À l’heure actuelle, cependant, une partie de ces investisseurs traversent de grandes difficultés : inachèvement de l’immeuble par le promoteur, apparition de désordres et/ou de malfaçons, carence locative, difficultés à revendre le bien, rentabilité inférieure aux espérances…

C’est notamment lors du dénouement de l’opération financière, soit plus de 5 ans après l’achat du bien, que l’investisseur est en mesure de dresser le bilan de son investissement. C’est alors que ce dernier découvre avec effroi qu’il s’est engagé dans une opération financière déficitaire.

Si des actions en responsabilité à l’encontre des différents intervenants à l’opération (vendeur, prêteur, notaire, conseillers en gestion patrimoniale ou autres intermédiaires) peuvent être initiées pour manquement aux obligations d’information, de mise en garde ou de conseil, la question du point de départ du délai de la prescription quinquennale reste pendante.

En effet, plusieurs dates peuvent être retenues pour point de départ du délai de prescription :

  • le jour du manquement au devoir (soit le jour de la conclusion du contrat) ;

  • le jour où le préjudice de l’investisseur survient (et qui est également le jour de conclusion du contrat puisqu’il s’agit le plus souvent d’un préjudice de perte de chance de ne pas contracter ou de mieux contracter) ;

  • et enfin le jour où ce préjudice se manifeste à la victime quand celle-ci s’aperçoit qu’elle n’a pas été correctement informée.

Dès lors, il convient de se demander comment apprécier le point de départ de la prescription d’une action en responsabilité dans le cas d’une opération de défiscalisation reposant sur l’acquisition d’un bien immobilier avec une obligation de location.

Les magistrats fixent souverainement le point de départ de la prescription quinquennale.

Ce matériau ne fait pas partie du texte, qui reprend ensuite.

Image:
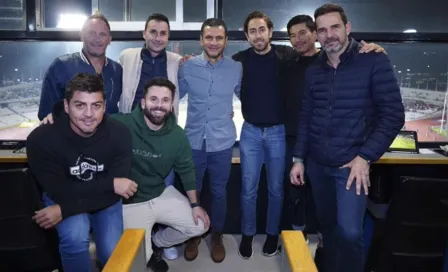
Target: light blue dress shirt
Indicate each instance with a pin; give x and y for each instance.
(210, 88)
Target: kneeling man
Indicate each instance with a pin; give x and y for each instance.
(82, 164)
(160, 145)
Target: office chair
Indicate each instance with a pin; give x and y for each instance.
(24, 246)
(414, 234)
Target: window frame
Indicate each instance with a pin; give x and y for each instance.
(179, 24)
(32, 12)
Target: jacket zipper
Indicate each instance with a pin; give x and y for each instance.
(112, 92)
(329, 111)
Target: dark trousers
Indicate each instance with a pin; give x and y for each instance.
(340, 213)
(295, 201)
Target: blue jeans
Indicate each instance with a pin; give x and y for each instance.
(258, 145)
(340, 213)
(218, 165)
(170, 179)
(74, 237)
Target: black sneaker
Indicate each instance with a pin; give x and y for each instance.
(319, 258)
(245, 251)
(270, 247)
(157, 263)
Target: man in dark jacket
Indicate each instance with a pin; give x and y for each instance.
(352, 111)
(91, 59)
(82, 163)
(263, 133)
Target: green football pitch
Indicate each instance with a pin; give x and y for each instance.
(403, 143)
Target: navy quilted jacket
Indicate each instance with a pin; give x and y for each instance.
(353, 110)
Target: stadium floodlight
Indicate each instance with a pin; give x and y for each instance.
(71, 21)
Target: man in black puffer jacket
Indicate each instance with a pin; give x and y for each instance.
(352, 110)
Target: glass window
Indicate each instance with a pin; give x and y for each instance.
(114, 10)
(195, 10)
(422, 78)
(12, 15)
(366, 16)
(65, 14)
(141, 9)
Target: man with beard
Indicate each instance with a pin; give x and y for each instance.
(211, 80)
(92, 59)
(263, 133)
(82, 164)
(140, 65)
(160, 145)
(338, 137)
(302, 36)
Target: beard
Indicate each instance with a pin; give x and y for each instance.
(337, 47)
(263, 46)
(213, 56)
(155, 119)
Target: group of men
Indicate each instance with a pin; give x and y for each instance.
(109, 172)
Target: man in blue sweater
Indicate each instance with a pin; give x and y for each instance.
(263, 133)
(352, 110)
(92, 59)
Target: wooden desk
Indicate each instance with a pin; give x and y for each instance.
(388, 158)
(7, 156)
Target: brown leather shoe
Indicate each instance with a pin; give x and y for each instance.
(191, 249)
(218, 250)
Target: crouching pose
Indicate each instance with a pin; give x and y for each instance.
(160, 145)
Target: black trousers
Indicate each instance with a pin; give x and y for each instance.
(298, 208)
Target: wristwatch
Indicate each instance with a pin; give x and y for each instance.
(194, 205)
(294, 160)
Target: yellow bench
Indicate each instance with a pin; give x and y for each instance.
(130, 248)
(297, 252)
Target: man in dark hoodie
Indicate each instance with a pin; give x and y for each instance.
(82, 163)
(160, 145)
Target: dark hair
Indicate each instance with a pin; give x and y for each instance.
(85, 82)
(301, 19)
(99, 16)
(213, 22)
(257, 15)
(157, 17)
(160, 82)
(328, 8)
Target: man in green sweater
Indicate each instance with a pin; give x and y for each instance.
(160, 145)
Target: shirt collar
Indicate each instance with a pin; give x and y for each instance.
(86, 60)
(205, 62)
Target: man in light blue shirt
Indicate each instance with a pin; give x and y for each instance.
(211, 80)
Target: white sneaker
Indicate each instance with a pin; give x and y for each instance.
(170, 253)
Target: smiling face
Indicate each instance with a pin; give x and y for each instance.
(332, 33)
(95, 37)
(259, 35)
(156, 36)
(302, 38)
(214, 41)
(157, 104)
(86, 111)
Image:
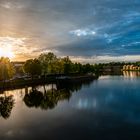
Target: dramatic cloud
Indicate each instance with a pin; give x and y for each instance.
(79, 28)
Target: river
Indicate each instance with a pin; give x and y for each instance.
(104, 109)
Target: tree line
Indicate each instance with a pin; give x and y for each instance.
(49, 63)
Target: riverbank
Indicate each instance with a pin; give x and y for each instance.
(21, 83)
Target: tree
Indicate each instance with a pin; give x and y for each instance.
(32, 67)
(67, 65)
(7, 70)
(48, 62)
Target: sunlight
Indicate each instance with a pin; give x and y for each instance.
(6, 50)
(9, 46)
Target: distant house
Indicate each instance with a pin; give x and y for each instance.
(130, 68)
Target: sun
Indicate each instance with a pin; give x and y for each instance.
(6, 50)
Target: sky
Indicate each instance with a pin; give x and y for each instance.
(86, 30)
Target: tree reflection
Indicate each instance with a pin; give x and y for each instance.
(46, 100)
(6, 105)
(50, 98)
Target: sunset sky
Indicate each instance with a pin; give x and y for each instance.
(86, 30)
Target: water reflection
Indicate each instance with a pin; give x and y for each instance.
(46, 100)
(6, 105)
(131, 74)
(44, 97)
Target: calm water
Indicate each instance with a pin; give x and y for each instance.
(104, 109)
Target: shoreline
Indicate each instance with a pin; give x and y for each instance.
(17, 84)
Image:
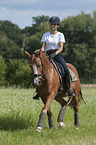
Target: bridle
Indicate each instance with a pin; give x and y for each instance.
(43, 71)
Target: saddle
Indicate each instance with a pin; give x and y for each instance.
(60, 70)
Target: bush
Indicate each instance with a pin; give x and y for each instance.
(2, 71)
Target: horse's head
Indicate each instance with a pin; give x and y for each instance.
(36, 66)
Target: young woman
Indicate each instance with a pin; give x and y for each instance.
(52, 43)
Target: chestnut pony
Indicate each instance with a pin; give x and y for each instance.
(47, 84)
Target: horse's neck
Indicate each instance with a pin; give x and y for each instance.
(45, 60)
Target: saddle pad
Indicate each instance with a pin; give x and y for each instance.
(58, 68)
(60, 71)
(72, 76)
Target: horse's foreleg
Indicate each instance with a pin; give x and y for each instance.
(42, 116)
(76, 113)
(50, 119)
(62, 111)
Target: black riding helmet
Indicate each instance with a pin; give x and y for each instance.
(54, 20)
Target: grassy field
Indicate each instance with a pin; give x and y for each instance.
(19, 116)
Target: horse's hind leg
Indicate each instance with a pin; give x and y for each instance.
(50, 119)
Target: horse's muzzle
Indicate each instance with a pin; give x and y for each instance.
(37, 81)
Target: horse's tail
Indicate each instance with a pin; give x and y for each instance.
(81, 97)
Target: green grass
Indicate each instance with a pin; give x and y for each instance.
(19, 116)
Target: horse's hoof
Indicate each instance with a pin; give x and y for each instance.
(38, 129)
(76, 128)
(61, 124)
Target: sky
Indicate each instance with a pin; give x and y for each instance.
(20, 12)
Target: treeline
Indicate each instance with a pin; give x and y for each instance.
(80, 47)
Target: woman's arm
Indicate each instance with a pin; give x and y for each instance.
(43, 46)
(60, 48)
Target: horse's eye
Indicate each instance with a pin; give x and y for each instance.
(38, 66)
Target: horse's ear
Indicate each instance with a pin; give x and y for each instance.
(27, 54)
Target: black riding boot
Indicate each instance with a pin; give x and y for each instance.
(67, 81)
(36, 97)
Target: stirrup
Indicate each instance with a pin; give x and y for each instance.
(36, 97)
(71, 93)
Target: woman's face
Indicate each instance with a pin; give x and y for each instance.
(53, 26)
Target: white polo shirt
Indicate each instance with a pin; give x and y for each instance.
(52, 41)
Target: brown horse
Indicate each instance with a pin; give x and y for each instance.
(47, 84)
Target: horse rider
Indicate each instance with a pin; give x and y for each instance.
(52, 43)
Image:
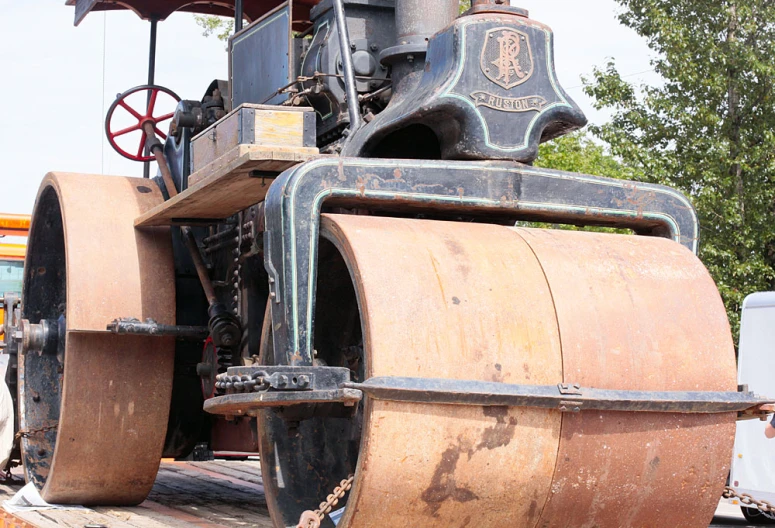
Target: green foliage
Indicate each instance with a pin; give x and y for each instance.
(578, 152)
(213, 25)
(708, 130)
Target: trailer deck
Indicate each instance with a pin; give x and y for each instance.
(216, 494)
(186, 494)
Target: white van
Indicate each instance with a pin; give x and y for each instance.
(753, 461)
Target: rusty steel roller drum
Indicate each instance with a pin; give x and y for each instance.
(96, 410)
(523, 306)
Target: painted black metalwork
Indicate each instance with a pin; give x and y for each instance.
(488, 90)
(498, 190)
(150, 327)
(251, 388)
(565, 397)
(353, 108)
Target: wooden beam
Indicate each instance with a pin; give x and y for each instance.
(227, 186)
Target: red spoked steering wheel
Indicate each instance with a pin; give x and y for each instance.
(142, 117)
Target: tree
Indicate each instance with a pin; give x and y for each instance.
(221, 27)
(578, 152)
(708, 129)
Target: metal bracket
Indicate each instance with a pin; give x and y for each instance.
(249, 389)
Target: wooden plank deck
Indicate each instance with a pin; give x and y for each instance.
(217, 494)
(225, 186)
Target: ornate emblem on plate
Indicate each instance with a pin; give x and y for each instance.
(507, 59)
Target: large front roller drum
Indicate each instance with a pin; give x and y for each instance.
(468, 301)
(94, 412)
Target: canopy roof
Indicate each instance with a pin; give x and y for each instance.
(161, 9)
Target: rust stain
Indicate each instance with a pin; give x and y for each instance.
(502, 432)
(443, 486)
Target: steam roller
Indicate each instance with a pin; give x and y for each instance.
(409, 321)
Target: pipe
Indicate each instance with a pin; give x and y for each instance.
(154, 145)
(353, 107)
(238, 15)
(151, 80)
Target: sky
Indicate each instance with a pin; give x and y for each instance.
(60, 80)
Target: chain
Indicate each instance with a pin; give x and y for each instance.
(731, 493)
(312, 519)
(32, 432)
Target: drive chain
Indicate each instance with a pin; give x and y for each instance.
(312, 519)
(748, 500)
(32, 432)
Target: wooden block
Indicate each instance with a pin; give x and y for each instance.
(226, 187)
(250, 124)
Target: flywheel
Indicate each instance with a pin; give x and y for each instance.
(432, 299)
(94, 406)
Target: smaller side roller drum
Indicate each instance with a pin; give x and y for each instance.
(431, 299)
(94, 406)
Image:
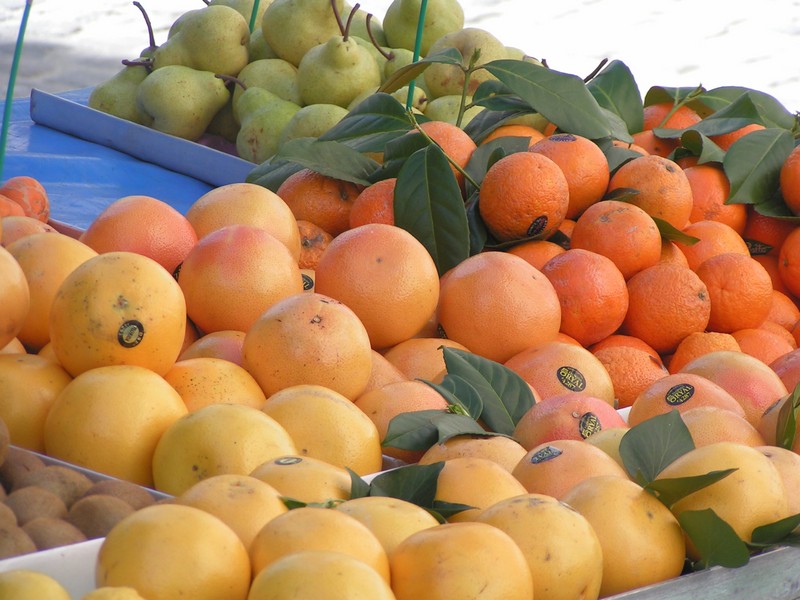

Depuis de nombreuses années, la jurisprudence à ce sujet est en constante évolution.

Cet article a donc pour objectif d’établir des éléments de réponse juridiques concernant le point de départ du délai de prescription des actions en responsabilité, auxquelles ce type d’opérations peuvent donner naissance.

Dans cette perspective, nous aborderons en la matière les principes de détermination du point de départ de la prescription (I), puis son application au cas d’espèce (II).

I – Les principes de détermination du point de départ de la prescription en matière de manquements aux devoirs d’information

En matière de prescription, il convient de connaître le délai dans lequel est enfermée une action mais aussi la fixation du point de départ de ce délai.

L’article 2224 du Code civil dispose que « les actions personnelles ou mobilières se prescrivent par cinq ans à compter du jour où le titulaire d’un droit a connu ou aurait dû connaître les faits lui permettant de l’exercer ».

En principe, le point de départ de la prescription d’une action en responsabilité se situe au jour du fait générateur du dommage1. C’est du moins la règle lorsque la victime a nécessairement connaissance du dommage qu’elle subit.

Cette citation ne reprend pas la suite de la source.